The goal of this program is to append a small data array of size [1,3] for each function call to an existing .npy file. This .npy file will be used for subsequent analysis in some other program. What's important is that it's populated with all the data arrays that were collected.
So here's the general overview of what I'm trying to accomplish (all within a single class):
Load an existing .npy file as an ndarray that may or may not be empty
Create a function that appends an array to this existing file whenever called
I've ran into several issues trying to accomplish this: Firstly, using np.load() doesn't work for an empty array, regardless of whether allow_pickles=True or allow_pickles=False. Secondly, every time I try to make a function that achieves this, the data is never appended, but rather overwritten as far as I can tell.

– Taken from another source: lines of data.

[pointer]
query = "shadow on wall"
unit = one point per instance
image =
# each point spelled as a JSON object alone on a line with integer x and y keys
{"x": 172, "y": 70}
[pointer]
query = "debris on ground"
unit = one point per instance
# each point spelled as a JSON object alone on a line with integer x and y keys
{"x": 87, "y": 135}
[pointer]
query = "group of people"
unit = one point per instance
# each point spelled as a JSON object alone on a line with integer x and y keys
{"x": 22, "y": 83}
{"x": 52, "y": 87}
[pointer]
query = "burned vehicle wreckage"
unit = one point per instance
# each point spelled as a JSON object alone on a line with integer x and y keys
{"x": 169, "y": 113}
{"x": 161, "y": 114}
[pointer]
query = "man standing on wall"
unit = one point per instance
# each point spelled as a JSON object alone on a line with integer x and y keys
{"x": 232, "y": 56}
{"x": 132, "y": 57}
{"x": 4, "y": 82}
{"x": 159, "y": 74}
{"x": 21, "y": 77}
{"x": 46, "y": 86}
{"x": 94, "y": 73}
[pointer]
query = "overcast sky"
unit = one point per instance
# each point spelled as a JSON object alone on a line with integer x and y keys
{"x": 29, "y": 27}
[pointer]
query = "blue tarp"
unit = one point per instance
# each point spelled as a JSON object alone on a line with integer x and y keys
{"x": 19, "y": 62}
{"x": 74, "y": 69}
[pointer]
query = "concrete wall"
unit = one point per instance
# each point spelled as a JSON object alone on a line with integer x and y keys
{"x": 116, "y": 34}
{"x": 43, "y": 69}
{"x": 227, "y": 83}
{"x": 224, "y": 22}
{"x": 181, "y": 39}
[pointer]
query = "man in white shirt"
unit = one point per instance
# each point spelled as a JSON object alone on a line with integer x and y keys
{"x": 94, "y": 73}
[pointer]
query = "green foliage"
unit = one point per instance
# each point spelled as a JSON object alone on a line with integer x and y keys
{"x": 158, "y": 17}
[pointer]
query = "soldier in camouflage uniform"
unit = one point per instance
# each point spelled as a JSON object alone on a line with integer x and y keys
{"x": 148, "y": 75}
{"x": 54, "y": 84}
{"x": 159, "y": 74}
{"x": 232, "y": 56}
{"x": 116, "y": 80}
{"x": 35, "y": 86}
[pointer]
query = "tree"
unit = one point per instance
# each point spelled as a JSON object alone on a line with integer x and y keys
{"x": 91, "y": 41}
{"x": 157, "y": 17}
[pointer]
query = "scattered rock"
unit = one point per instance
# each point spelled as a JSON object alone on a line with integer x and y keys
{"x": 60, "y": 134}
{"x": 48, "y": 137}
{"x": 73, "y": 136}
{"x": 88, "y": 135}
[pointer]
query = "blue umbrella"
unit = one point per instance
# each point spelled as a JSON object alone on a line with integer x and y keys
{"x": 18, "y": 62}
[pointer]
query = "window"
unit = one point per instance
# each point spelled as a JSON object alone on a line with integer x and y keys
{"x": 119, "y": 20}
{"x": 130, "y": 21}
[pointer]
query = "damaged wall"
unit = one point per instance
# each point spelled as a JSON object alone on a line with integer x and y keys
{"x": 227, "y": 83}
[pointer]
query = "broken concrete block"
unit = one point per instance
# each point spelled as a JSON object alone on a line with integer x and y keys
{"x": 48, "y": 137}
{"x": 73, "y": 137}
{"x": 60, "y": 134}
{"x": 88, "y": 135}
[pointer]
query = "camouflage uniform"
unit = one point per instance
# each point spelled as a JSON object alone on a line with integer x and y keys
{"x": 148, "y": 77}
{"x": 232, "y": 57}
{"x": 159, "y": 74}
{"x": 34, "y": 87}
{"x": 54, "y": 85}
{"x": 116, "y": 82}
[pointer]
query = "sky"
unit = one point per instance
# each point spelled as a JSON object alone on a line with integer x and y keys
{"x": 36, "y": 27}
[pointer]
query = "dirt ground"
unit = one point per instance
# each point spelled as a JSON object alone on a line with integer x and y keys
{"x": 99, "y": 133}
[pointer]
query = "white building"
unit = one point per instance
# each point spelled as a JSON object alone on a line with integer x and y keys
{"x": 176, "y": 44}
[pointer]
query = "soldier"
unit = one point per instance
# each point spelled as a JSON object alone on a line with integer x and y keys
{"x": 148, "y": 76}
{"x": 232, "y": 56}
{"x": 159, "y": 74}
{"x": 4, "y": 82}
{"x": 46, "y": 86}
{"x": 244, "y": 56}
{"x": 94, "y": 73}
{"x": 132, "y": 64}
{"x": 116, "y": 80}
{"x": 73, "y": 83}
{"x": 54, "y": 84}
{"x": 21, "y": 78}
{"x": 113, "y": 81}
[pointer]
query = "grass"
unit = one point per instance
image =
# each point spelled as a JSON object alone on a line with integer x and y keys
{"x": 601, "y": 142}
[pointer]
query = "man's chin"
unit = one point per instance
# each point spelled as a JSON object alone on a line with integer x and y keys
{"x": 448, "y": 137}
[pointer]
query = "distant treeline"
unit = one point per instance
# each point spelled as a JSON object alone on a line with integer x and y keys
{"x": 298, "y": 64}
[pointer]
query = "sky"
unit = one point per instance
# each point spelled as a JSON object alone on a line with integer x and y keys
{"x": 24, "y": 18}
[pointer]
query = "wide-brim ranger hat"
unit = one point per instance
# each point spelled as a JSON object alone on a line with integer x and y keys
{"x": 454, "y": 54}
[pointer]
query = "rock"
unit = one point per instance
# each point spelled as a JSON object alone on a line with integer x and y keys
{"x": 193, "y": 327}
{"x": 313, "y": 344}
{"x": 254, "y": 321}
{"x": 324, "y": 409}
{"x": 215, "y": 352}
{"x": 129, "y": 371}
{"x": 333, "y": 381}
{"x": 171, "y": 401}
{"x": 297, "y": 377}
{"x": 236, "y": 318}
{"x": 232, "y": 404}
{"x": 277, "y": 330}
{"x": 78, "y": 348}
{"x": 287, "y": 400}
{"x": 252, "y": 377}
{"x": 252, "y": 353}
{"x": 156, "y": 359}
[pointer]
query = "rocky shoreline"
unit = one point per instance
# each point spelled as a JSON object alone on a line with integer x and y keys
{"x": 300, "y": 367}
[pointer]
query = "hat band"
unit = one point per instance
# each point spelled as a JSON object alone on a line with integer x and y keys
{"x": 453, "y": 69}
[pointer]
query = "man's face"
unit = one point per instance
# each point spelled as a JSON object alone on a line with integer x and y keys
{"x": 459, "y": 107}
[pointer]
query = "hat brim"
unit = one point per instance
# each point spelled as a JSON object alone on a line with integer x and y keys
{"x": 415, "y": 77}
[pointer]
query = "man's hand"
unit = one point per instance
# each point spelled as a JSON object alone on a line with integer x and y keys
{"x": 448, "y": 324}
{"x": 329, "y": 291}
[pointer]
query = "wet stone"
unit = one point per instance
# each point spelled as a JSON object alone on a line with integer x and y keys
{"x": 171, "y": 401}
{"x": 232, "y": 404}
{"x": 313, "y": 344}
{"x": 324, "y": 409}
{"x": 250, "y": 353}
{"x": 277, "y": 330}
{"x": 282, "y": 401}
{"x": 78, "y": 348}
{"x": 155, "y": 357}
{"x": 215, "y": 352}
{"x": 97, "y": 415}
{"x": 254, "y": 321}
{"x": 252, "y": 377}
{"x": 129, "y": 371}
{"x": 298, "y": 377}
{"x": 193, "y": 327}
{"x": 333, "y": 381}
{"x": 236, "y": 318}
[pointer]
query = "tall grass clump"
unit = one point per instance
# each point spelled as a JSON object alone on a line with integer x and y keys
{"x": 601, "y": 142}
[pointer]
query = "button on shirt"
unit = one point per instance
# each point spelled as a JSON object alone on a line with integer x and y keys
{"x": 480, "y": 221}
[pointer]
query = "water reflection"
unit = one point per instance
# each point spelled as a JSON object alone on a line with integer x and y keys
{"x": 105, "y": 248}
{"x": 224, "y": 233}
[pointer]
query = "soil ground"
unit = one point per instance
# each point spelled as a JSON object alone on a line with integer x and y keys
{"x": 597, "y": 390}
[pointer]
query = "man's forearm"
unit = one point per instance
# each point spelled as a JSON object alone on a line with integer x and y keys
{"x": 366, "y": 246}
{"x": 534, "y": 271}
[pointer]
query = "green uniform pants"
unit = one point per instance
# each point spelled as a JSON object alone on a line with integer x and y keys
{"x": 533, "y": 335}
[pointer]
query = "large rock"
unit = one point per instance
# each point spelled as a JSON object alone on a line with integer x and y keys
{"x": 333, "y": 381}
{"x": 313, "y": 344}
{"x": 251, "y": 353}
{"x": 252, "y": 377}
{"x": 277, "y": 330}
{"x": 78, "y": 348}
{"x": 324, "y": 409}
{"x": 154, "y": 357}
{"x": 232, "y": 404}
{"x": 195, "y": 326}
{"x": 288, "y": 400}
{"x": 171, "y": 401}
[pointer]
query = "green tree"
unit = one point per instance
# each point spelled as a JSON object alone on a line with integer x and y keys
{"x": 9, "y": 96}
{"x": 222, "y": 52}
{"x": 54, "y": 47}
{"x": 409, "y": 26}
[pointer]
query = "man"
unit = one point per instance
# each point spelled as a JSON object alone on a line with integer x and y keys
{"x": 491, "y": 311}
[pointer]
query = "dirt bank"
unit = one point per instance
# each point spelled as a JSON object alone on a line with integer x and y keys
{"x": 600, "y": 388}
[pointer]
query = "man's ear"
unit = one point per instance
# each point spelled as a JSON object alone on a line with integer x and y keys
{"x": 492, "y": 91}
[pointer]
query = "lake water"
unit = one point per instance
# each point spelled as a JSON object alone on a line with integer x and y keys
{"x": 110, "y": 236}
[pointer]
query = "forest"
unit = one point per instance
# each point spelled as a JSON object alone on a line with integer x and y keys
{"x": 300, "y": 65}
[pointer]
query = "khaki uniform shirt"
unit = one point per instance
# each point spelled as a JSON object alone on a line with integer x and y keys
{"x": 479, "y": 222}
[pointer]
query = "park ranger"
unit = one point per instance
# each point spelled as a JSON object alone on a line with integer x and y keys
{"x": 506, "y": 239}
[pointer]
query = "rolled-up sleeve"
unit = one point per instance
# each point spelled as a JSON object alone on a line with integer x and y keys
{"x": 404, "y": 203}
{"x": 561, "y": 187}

I have used different combinations of np.load() and np.save() for ndarrays. I've also tried append() for lists and then converting them into ndarrays. Here's some sample code that I've tested in a Jupyter Notebook:
import numpy as np
def appendArrayToFile(filename, array):
np.save(filename,array)
np.load(filename)
return
appendArrayToFile('probedZdata.npy', np.array([1,2,3]))
appendArrayToFile('probedZdata.npy', np.array([4,5,6]))
print(np.load('probedZdata.npy'))
Instead of returning all of the arrays, it only returns the last one:
[4, 5, 6]
How can I format this function such that I add an array to this file each time it's called? The size of this file is mostly irrelevant as I would only be storing up to around 50, 3x1 sized arrays.